Отупение безнадежности было все-таки менее мучительно, чем боль позора и метаний в поисках несуществующего выхода. Я не представлял, как я буду смотреть людям в глаза, как появлюсь дома после такого унижения, и понимал, что смотреть и появиться придется очень скоро. В поезде я осознал, что уже давно не замечаю красоты мира — ну, закат, ну, ювелирная графика елей, ну, на хвойной тьме березы проседь, — я больше не имел на это права, я был слишком для этого перепачкан. Невыносимо хотелось умереть, выпустить багор, но я не мог так подло предать тех, кто меня любит. Человек, увы, принадлежит им, а не себе. Так, значит, и придется доживать, ни на что и ни на кого не поднимая глаз. Тогда-то мне и открылось, что манила меня не наука, а высота и чистота хрустального дворца. Но высоты и чистоты больше не было. Если во дворце кто-то нагадил в тронном зале, для меня это больше не дворец, а вонючий сортир.
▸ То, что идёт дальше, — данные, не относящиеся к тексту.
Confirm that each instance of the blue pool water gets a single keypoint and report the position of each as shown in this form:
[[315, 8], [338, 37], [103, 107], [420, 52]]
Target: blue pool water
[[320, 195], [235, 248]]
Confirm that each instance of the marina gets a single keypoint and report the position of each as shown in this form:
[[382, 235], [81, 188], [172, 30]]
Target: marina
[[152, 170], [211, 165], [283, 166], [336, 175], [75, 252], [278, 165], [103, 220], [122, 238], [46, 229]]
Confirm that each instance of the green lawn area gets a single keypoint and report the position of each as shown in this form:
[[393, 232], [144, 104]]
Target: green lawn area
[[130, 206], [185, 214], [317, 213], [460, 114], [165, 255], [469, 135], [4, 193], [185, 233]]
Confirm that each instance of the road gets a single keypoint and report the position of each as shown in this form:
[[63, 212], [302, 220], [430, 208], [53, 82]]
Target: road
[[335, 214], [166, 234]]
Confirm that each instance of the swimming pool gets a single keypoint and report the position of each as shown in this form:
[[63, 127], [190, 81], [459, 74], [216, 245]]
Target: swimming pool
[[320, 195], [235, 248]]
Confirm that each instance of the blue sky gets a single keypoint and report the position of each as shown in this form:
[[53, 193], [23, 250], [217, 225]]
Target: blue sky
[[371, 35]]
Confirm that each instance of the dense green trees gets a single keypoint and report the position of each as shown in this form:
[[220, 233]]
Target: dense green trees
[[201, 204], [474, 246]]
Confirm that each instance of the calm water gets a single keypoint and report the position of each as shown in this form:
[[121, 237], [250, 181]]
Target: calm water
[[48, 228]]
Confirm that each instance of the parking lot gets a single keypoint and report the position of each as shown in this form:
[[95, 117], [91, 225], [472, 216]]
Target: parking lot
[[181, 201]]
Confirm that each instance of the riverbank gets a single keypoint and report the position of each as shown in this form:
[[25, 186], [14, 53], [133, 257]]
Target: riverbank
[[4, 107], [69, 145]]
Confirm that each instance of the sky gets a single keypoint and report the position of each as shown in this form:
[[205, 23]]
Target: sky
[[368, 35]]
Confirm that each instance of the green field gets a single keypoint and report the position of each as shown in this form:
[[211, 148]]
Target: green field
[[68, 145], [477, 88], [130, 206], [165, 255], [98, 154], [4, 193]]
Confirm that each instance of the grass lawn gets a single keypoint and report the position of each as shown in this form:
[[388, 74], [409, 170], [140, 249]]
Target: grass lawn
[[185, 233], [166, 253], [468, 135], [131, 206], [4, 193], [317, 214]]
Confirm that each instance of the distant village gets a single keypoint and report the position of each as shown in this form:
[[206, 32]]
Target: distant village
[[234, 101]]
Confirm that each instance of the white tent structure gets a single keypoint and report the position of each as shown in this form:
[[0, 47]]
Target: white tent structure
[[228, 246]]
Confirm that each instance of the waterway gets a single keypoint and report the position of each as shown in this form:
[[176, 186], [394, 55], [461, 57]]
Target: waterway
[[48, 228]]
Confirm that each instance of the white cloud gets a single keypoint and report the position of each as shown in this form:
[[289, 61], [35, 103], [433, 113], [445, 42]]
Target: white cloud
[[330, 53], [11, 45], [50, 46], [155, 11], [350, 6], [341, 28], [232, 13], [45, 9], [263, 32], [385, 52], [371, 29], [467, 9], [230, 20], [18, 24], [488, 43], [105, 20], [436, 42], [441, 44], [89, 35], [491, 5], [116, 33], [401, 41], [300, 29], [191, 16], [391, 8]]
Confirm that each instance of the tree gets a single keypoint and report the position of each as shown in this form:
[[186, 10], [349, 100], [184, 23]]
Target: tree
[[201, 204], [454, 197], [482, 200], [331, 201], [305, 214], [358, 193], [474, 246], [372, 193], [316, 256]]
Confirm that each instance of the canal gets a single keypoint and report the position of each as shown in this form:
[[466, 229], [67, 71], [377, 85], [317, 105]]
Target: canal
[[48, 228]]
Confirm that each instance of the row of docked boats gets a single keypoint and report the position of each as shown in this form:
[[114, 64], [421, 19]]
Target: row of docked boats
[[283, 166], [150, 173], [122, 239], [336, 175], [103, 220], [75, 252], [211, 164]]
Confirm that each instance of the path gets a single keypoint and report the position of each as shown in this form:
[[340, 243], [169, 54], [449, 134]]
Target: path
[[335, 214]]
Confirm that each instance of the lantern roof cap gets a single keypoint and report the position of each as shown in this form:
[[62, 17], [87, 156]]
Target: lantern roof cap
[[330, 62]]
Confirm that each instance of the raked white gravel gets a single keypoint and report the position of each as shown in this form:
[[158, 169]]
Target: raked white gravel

Конечно, умные люди мне не раз говорили, что надо уезжать, что с моей головой… Но я-то знал, что главное для меня не голова, не дар переводить жизнь в формулы, а дар грезить и благоговеть. Башня из слоновой кости для меня не просто приятное препровождение времени — это единственное убежище, где я могу жить, а не подыхать. Красота, высота, чистота — все, что для нормальных людей является украшением, для меня кислород, без которого я задохнусь. Подозреваю, что со временем начнут задыхаться и другие, только им для этого потребуется гораздо больше времени. Для меня же гордый отказ от мира духа будет мучительной гибелью от удушья. Да, где-то, может быть, я найду и деньги, и почет, но так свободно витать в облаках мне больше нигде не позволят. А я рожден, чтобы витать в облаках. И, значит, здесь будет жалкая, постыдная, но все-таки жизнь, а там комфортабельное издыхание.
Да, ведь еще и квартиры дают только остепененным… Мне-то все равно, но ведь я обязан как-то вытащить Ангела и Колдунью из райвольского барака.
Выхода не было, невозможно было ни жить, ни умереть.
Колдунье свою поездку я пересказывал ровным голосом, без всяких истерик, но не поднимая глаз: мне было невыносимо стыдно появиться перед ней оплеванным. Но вдруг сидевший у нее на коленях Костик беспокойно завозился и сказал:
— Ты так говоришь, что мне плакать хочется.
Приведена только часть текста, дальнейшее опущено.